Worse still, the most successful brandishing may not be such one-to-one attacks against a lone target. Rather, the most spectacularly impactful cyber incidents have generally been “one-on-multitude.” In these types of attacks, adversaries use the scale afforded by the internet to affect hundreds, thousands, or millions of targets with the same campaign. The vast scale of such attacks will tempt states to use one-on-multitude attacks for brandishing purposes.
The most relevant recent case study here is the Russian Sunburst campaign against SolarWinds and other organizations. Discovered in late 2020, it remains one of the most significant national security cyber operations ever. Yet three months later, the U.S. government could still only assert that it had “largely,” but not wholly, eradicated the Russian presence (that is, ejected them from federal systems, which is the third factor of brandishing power) which could enable Russian brandishing threats.
As I wrote in early 2022, before Russia’s invasion into Ukraine last February, imagine for a moment that Sunburst had not yet been discovered. If so, the Biden administration would have been facing:
a shocking misapprehension of the actual correlation of forces, completely underestimating the strength of Putin’s hand. The United States would be held at substantial risk, and no one would know. At least, no one outside of Russia …
Even with existing malware functionality, the Russian espionage team could have rebooted all infected systems at a specific time, say just after a major Putin speech warning the United States to back down.

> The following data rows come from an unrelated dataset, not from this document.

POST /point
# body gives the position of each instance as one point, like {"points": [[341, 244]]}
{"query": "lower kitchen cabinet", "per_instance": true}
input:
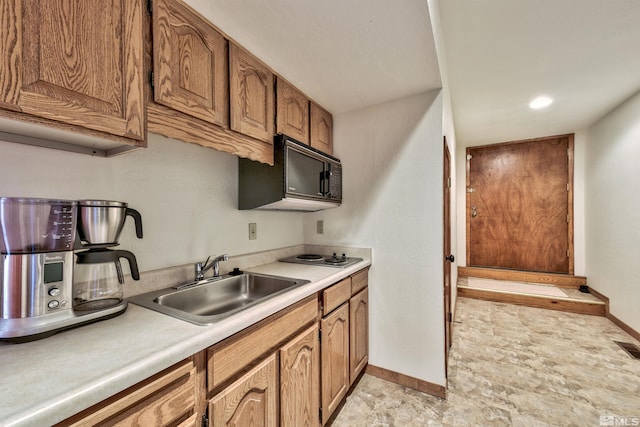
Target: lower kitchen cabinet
{"points": [[299, 380], [169, 398], [281, 371], [358, 333], [251, 401], [335, 359]]}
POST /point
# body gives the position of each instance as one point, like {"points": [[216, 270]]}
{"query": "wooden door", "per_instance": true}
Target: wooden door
{"points": [[292, 112], [252, 95], [359, 333], [190, 63], [321, 128], [77, 62], [299, 380], [448, 256], [519, 205], [334, 359], [251, 401]]}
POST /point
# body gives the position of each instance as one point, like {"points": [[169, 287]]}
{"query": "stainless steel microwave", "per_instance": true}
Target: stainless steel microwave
{"points": [[301, 179]]}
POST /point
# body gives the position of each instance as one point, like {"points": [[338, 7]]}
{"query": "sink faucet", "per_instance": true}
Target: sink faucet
{"points": [[202, 267]]}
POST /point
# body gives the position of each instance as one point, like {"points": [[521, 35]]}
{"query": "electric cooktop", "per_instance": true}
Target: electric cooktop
{"points": [[338, 261]]}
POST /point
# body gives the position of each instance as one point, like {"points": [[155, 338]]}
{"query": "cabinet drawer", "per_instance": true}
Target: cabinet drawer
{"points": [[161, 400], [359, 281], [234, 354], [335, 295]]}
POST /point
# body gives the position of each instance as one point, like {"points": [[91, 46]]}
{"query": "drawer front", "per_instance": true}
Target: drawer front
{"points": [[160, 400], [359, 281], [234, 354], [334, 296]]}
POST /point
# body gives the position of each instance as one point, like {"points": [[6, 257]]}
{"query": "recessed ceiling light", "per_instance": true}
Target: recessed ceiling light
{"points": [[540, 102]]}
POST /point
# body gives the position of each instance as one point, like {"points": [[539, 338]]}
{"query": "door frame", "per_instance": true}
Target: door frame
{"points": [[570, 172], [447, 287]]}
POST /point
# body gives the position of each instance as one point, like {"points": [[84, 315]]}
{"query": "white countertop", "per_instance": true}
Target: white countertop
{"points": [[46, 381]]}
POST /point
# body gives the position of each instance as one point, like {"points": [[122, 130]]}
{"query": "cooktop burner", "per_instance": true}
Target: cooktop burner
{"points": [[310, 257], [334, 260]]}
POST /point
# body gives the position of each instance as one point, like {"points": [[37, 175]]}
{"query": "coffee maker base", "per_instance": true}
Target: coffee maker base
{"points": [[27, 329]]}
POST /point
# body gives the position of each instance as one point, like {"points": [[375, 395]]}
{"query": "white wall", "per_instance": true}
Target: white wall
{"points": [[186, 194], [613, 210], [392, 156]]}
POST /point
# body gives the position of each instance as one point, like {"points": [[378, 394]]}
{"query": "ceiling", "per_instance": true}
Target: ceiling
{"points": [[345, 55], [499, 55]]}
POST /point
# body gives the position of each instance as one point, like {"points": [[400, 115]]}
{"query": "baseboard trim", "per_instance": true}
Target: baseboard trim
{"points": [[407, 381], [559, 280], [628, 329], [549, 303]]}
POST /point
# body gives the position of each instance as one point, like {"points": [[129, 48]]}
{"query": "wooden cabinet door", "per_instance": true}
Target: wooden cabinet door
{"points": [[190, 63], [251, 401], [251, 91], [299, 380], [359, 333], [292, 115], [334, 359], [77, 62], [321, 126]]}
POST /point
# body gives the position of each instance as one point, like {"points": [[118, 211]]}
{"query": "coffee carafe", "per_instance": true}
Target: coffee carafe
{"points": [[98, 277]]}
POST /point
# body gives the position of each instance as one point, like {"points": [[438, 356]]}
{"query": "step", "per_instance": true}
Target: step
{"points": [[570, 305]]}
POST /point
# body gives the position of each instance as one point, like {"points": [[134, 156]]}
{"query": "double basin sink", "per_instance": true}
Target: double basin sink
{"points": [[211, 300]]}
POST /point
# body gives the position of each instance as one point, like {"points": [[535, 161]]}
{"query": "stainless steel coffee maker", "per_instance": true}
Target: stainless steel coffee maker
{"points": [[98, 277], [36, 289]]}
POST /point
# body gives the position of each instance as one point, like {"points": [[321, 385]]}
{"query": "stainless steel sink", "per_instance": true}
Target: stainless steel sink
{"points": [[212, 300]]}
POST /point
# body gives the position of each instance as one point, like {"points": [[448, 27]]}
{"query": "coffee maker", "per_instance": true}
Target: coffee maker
{"points": [[98, 277], [37, 238]]}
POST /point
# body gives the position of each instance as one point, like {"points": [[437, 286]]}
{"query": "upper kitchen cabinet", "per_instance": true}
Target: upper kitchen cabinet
{"points": [[321, 129], [292, 113], [252, 95], [189, 63], [75, 65]]}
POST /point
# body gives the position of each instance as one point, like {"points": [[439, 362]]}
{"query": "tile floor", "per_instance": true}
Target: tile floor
{"points": [[515, 366]]}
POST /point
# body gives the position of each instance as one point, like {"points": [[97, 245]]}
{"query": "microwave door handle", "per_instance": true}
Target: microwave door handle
{"points": [[326, 187], [321, 183]]}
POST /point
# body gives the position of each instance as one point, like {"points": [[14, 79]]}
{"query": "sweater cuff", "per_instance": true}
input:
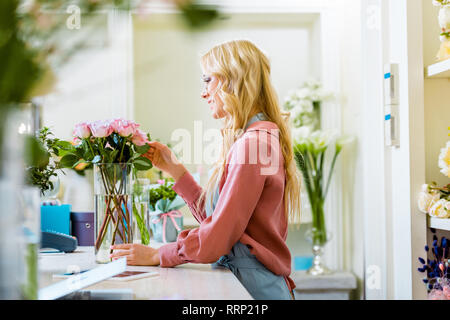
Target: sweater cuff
{"points": [[168, 255], [187, 188]]}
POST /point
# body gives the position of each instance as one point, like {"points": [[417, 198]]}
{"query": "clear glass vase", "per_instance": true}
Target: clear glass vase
{"points": [[141, 211], [318, 239], [31, 219], [113, 207]]}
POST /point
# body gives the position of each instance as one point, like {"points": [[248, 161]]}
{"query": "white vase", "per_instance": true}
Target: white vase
{"points": [[444, 21], [78, 192]]}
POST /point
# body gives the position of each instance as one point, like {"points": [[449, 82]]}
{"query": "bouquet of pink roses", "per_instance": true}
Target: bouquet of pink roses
{"points": [[116, 149], [113, 141]]}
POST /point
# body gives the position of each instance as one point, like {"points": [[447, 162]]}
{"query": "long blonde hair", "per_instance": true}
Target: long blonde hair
{"points": [[244, 84]]}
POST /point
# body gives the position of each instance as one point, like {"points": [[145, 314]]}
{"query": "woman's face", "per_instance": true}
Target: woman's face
{"points": [[210, 94]]}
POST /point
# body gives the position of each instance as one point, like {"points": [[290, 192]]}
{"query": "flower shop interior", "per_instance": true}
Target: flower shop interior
{"points": [[366, 80]]}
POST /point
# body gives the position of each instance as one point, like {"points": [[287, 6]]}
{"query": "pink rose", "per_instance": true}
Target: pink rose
{"points": [[82, 130], [115, 124], [124, 128], [139, 138], [100, 129]]}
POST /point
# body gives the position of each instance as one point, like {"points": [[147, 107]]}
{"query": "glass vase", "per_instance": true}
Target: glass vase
{"points": [[113, 207], [318, 236], [141, 211], [30, 216], [318, 246]]}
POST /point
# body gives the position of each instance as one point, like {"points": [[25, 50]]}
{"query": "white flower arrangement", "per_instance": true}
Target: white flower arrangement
{"points": [[444, 160], [304, 105], [434, 200], [441, 3]]}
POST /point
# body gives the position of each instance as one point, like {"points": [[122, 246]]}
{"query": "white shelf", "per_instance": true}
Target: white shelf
{"points": [[438, 223], [439, 70]]}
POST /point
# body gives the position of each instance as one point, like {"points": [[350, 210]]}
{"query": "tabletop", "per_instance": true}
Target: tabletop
{"points": [[188, 281]]}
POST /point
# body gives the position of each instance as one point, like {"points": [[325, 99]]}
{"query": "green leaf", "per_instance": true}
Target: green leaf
{"points": [[96, 159], [36, 154], [142, 164], [142, 149], [69, 160], [65, 145]]}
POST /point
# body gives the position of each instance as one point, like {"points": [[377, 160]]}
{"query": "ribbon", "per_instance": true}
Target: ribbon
{"points": [[171, 214]]}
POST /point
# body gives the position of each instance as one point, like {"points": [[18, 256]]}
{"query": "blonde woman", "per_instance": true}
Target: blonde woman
{"points": [[253, 189]]}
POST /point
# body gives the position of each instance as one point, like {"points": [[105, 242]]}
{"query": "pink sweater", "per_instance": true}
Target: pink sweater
{"points": [[250, 208]]}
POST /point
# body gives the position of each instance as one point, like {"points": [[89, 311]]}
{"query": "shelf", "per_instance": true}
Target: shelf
{"points": [[438, 223], [440, 70]]}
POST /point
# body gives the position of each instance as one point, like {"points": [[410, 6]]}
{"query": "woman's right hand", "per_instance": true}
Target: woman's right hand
{"points": [[164, 159]]}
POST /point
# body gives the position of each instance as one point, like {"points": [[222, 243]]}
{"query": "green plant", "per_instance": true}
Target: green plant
{"points": [[163, 191], [43, 164], [310, 157]]}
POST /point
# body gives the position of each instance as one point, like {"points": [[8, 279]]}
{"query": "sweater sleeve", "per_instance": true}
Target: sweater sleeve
{"points": [[187, 188], [217, 233]]}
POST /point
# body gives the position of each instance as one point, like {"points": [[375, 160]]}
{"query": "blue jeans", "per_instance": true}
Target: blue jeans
{"points": [[260, 282]]}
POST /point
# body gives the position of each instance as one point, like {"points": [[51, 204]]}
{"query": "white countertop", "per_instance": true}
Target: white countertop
{"points": [[188, 281]]}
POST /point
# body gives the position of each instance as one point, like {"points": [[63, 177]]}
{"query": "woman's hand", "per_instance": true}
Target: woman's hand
{"points": [[136, 254], [164, 159]]}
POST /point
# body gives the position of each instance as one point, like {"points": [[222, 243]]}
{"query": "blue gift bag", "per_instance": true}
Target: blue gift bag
{"points": [[56, 218], [166, 222]]}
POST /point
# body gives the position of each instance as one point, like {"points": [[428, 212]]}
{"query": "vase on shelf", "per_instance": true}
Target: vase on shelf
{"points": [[444, 36], [318, 236], [141, 211], [113, 207]]}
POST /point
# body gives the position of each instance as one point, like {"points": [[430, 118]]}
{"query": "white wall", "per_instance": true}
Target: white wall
{"points": [[437, 98]]}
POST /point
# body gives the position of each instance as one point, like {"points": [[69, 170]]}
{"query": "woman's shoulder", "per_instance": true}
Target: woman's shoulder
{"points": [[259, 141]]}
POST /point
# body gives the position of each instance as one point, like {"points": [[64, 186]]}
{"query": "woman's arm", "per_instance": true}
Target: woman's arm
{"points": [[164, 159], [187, 188], [220, 231]]}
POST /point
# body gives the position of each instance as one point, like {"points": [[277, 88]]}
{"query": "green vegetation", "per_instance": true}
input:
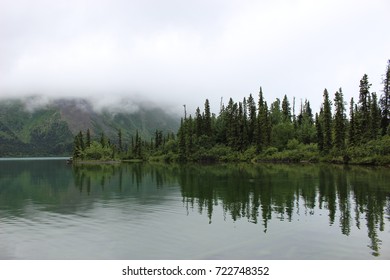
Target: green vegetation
{"points": [[244, 131], [49, 129]]}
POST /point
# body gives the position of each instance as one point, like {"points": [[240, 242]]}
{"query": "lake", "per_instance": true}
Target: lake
{"points": [[51, 210]]}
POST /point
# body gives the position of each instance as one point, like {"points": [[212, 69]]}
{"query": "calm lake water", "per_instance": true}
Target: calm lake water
{"points": [[50, 210]]}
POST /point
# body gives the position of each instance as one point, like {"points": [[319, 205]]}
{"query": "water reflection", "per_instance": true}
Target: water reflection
{"points": [[350, 195], [353, 198]]}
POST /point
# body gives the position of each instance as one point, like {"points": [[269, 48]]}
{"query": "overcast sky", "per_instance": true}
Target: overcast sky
{"points": [[182, 52]]}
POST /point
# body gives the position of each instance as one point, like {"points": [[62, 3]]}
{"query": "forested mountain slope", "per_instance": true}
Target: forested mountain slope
{"points": [[49, 129]]}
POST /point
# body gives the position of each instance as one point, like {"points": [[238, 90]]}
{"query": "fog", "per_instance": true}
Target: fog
{"points": [[176, 52]]}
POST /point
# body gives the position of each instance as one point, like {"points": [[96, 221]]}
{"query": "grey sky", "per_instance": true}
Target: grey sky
{"points": [[182, 52]]}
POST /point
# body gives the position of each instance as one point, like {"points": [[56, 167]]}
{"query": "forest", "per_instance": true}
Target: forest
{"points": [[355, 132]]}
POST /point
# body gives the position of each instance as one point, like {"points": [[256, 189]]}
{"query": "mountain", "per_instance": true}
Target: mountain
{"points": [[28, 128]]}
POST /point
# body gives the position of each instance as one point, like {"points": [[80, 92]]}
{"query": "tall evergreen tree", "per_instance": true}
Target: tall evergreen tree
{"points": [[286, 109], [327, 122], [375, 116], [252, 119], [120, 140], [363, 131], [88, 140], [352, 124], [207, 119], [339, 120], [320, 132], [385, 101]]}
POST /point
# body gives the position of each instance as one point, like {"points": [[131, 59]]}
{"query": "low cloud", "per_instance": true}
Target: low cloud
{"points": [[123, 53]]}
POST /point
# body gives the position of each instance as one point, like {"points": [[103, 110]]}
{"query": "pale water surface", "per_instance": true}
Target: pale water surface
{"points": [[50, 210]]}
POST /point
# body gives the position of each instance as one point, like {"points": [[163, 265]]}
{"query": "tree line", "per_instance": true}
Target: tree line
{"points": [[255, 130]]}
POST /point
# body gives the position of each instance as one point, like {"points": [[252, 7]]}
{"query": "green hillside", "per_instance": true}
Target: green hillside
{"points": [[49, 130]]}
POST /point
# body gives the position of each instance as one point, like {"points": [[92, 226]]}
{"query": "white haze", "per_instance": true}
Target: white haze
{"points": [[178, 52]]}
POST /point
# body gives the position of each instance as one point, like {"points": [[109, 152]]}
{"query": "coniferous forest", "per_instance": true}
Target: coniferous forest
{"points": [[352, 131]]}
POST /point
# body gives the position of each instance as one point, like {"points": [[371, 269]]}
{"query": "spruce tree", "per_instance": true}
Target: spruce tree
{"points": [[120, 140], [375, 117], [286, 109], [352, 124], [327, 122], [320, 132], [88, 140], [252, 119], [339, 120], [363, 131], [385, 101], [207, 119]]}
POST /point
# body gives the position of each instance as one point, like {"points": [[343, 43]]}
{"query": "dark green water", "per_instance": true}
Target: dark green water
{"points": [[49, 210]]}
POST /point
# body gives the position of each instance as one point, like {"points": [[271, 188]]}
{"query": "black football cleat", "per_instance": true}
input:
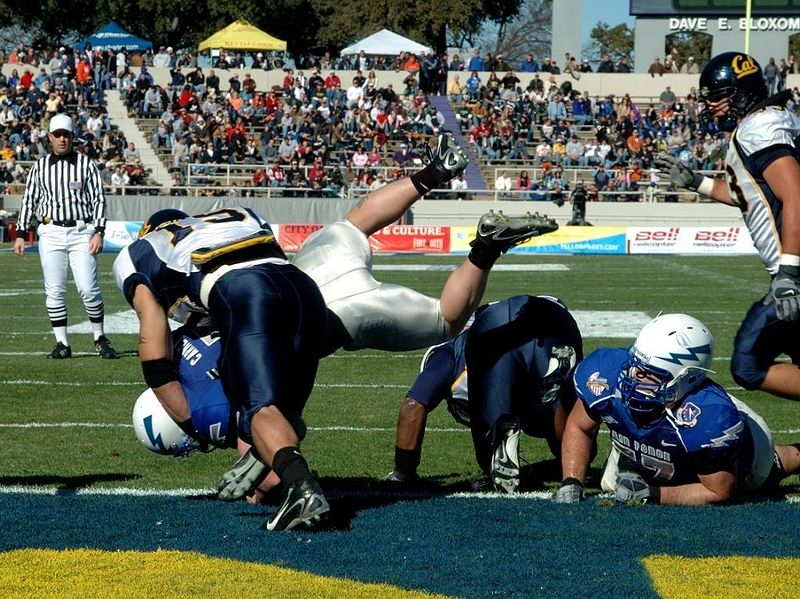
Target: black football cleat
{"points": [[501, 232], [448, 159], [304, 506], [60, 352], [504, 470], [103, 347]]}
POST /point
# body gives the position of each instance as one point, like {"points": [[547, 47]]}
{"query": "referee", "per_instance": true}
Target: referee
{"points": [[65, 195]]}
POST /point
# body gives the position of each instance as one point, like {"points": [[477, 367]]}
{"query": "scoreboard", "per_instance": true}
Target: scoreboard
{"points": [[648, 8]]}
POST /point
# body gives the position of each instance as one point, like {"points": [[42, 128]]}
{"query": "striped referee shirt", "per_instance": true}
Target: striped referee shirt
{"points": [[63, 188]]}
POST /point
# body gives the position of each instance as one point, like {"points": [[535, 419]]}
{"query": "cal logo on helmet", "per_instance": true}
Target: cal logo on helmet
{"points": [[743, 65]]}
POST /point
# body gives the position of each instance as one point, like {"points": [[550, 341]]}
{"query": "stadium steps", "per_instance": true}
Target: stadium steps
{"points": [[118, 114]]}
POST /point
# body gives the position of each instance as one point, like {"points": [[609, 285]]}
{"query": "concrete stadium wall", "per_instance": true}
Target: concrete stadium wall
{"points": [[428, 212], [639, 86]]}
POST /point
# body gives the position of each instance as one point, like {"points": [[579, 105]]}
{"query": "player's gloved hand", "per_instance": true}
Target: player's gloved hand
{"points": [[571, 491], [785, 292], [246, 474], [632, 488], [679, 174]]}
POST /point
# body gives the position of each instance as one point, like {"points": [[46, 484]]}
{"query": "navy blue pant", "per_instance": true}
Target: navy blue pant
{"points": [[761, 338], [508, 353], [273, 324]]}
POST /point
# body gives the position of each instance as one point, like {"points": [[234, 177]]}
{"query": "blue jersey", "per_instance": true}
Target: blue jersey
{"points": [[761, 137], [705, 433], [172, 259], [197, 356]]}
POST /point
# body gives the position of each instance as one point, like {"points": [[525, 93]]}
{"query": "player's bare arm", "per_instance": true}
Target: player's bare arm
{"points": [[576, 444], [717, 487], [783, 178], [155, 347]]}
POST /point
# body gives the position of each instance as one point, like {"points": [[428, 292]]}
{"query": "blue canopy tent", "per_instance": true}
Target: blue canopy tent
{"points": [[114, 37]]}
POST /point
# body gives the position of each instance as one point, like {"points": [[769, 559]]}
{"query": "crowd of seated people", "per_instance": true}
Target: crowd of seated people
{"points": [[48, 82], [362, 132]]}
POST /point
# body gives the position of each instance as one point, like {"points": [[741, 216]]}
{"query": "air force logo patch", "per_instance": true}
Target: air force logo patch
{"points": [[596, 384], [687, 414]]}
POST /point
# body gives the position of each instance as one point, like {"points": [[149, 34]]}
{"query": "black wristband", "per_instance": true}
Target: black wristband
{"points": [[159, 372], [187, 426], [655, 495], [695, 184]]}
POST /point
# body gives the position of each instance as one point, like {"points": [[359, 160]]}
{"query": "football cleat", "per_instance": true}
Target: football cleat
{"points": [[304, 506], [480, 483], [448, 159], [244, 476], [395, 476], [103, 347], [501, 232], [504, 470], [60, 352]]}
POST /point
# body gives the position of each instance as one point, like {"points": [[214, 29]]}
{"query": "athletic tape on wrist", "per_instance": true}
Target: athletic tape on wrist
{"points": [[789, 260], [706, 186]]}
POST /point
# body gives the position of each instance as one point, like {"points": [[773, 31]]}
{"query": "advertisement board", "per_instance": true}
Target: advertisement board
{"points": [[690, 240]]}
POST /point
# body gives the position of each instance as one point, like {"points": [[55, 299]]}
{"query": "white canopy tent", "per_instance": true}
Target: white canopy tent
{"points": [[385, 43]]}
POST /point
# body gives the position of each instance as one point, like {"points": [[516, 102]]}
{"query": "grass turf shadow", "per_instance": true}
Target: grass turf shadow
{"points": [[66, 484]]}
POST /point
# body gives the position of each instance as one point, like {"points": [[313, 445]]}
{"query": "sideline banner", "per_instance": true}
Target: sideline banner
{"points": [[690, 240], [436, 239], [567, 240]]}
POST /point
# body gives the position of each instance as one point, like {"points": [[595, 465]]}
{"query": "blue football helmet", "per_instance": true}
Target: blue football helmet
{"points": [[739, 78], [159, 217], [158, 432], [670, 358]]}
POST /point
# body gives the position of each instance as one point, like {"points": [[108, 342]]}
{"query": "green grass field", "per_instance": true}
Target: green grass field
{"points": [[72, 474], [83, 405]]}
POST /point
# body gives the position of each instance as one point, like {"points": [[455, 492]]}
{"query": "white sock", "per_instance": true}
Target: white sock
{"points": [[61, 335]]}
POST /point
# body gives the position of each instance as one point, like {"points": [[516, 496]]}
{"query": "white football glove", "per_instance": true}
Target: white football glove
{"points": [[679, 174], [785, 293], [244, 476], [571, 491], [632, 488]]}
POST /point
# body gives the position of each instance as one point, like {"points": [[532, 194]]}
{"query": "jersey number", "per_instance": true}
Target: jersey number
{"points": [[663, 470]]}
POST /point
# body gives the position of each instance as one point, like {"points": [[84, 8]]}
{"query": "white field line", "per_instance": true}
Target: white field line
{"points": [[141, 384], [319, 429], [184, 492]]}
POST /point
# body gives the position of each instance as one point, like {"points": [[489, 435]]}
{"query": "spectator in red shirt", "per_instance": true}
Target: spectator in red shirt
{"points": [[276, 175], [332, 80], [260, 178], [317, 173]]}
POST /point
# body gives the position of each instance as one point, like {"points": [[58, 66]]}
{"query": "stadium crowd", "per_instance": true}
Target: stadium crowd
{"points": [[316, 134]]}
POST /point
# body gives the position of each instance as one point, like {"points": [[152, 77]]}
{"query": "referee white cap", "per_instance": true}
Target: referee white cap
{"points": [[60, 122]]}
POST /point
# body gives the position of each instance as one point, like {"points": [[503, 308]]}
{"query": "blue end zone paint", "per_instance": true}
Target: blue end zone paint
{"points": [[457, 546]]}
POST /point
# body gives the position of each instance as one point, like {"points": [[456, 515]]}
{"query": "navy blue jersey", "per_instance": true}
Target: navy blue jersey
{"points": [[197, 355], [511, 343], [704, 433], [171, 259]]}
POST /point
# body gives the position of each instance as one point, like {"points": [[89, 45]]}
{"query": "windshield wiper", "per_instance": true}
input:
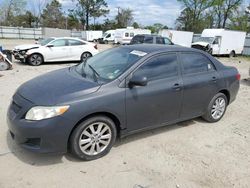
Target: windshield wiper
{"points": [[95, 73]]}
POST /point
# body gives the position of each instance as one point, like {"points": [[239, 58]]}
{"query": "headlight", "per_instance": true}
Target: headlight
{"points": [[42, 112]]}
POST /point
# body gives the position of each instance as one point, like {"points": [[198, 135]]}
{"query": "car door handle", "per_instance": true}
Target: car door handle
{"points": [[176, 87]]}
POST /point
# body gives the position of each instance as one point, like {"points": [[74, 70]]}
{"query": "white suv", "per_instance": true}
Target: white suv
{"points": [[60, 49]]}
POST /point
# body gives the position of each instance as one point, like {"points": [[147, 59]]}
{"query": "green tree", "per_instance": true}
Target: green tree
{"points": [[194, 13], [135, 25], [223, 10], [240, 20], [9, 9], [124, 18], [25, 20], [52, 15], [87, 9]]}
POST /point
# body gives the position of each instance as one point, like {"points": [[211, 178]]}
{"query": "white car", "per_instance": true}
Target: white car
{"points": [[56, 49]]}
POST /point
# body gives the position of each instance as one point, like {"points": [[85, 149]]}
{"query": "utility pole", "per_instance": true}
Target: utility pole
{"points": [[118, 15]]}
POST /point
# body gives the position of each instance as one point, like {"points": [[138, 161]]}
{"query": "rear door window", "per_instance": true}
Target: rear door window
{"points": [[163, 66], [159, 40], [137, 40], [148, 40], [59, 42], [195, 63], [75, 42]]}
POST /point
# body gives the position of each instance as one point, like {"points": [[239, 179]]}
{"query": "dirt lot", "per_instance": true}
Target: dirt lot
{"points": [[189, 154]]}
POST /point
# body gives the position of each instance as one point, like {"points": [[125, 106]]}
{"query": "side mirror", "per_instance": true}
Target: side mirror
{"points": [[138, 81], [50, 45]]}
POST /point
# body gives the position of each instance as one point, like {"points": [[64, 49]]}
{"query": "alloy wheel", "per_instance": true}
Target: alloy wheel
{"points": [[95, 138], [218, 108], [36, 59]]}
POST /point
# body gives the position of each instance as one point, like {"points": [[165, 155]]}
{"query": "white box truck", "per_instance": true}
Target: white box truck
{"points": [[182, 38], [91, 35], [125, 35], [221, 42], [108, 36]]}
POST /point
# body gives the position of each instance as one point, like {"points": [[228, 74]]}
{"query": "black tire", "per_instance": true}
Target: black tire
{"points": [[78, 134], [232, 54], [208, 116], [35, 59], [85, 56]]}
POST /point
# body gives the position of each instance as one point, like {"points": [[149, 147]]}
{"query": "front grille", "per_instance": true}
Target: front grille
{"points": [[15, 107]]}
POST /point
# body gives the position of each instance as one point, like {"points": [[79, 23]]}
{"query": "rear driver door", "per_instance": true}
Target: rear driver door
{"points": [[160, 100]]}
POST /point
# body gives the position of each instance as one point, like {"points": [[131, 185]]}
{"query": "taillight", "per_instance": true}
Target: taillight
{"points": [[238, 76]]}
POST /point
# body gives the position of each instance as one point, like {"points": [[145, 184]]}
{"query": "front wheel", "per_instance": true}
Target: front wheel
{"points": [[216, 108], [85, 56], [93, 138], [35, 59]]}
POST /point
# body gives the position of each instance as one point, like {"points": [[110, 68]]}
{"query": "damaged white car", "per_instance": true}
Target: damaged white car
{"points": [[55, 50]]}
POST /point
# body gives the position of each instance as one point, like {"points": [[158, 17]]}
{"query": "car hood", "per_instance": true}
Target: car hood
{"points": [[26, 47], [57, 87], [204, 44]]}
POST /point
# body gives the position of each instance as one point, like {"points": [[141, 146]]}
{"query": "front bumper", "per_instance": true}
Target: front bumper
{"points": [[19, 56], [45, 136]]}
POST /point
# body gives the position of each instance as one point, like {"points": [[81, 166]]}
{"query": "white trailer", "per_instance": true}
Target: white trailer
{"points": [[182, 38], [125, 35], [221, 42], [108, 36], [91, 35]]}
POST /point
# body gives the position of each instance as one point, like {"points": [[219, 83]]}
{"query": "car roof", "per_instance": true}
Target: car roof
{"points": [[151, 48], [148, 35]]}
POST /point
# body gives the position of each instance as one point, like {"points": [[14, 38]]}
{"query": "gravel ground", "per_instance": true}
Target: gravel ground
{"points": [[189, 154]]}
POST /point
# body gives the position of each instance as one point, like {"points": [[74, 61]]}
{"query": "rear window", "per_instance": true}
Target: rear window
{"points": [[195, 63], [75, 42], [137, 40], [148, 40]]}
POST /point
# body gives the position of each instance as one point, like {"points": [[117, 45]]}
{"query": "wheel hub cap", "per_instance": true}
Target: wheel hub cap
{"points": [[95, 138], [218, 108]]}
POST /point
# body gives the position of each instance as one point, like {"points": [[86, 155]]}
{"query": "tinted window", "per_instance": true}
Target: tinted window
{"points": [[195, 63], [59, 42], [167, 41], [137, 40], [148, 40], [160, 67], [159, 40], [75, 42]]}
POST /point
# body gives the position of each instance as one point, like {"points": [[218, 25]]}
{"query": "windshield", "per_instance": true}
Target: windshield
{"points": [[206, 39], [104, 35], [110, 64], [46, 41]]}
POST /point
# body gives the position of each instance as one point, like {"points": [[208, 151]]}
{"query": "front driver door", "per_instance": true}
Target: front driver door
{"points": [[160, 100], [58, 52]]}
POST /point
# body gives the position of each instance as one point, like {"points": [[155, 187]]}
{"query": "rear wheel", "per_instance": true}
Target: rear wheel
{"points": [[216, 108], [93, 138], [35, 59], [85, 56]]}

Such a cyber brandishing move might have been counterproductive given what is now known about the strength of U.S. and European support for Ukraine. That, however, is perhaps more about geopolitics than because cyber is an inherently weak weapon to brandish.
Lessons about cyber conflict must be based not just on abstract assessments of their characteristics but on the technical and historical realities. Revealing a specific capability does start the clock on its obsolescence, but that clock does wind down slowly. Cyber capabilities, moreover, have and will continue to be useful for brandishing.
In the long peace after the end of the Cold War, there were few reasons to brandish any kind of weapons, as states simply did not invade one another. States will be willing to take more risks in the coming crises of great power competitions, with Russia already making nuclear threats. Brandishing of all types will become more common.
Some of that brandishing will be of cyber capabilities and, surely, much of that will be bluster and hype. But cyber capabilities can be dangerous and can be brandished. Policymakers must continue to respect that danger.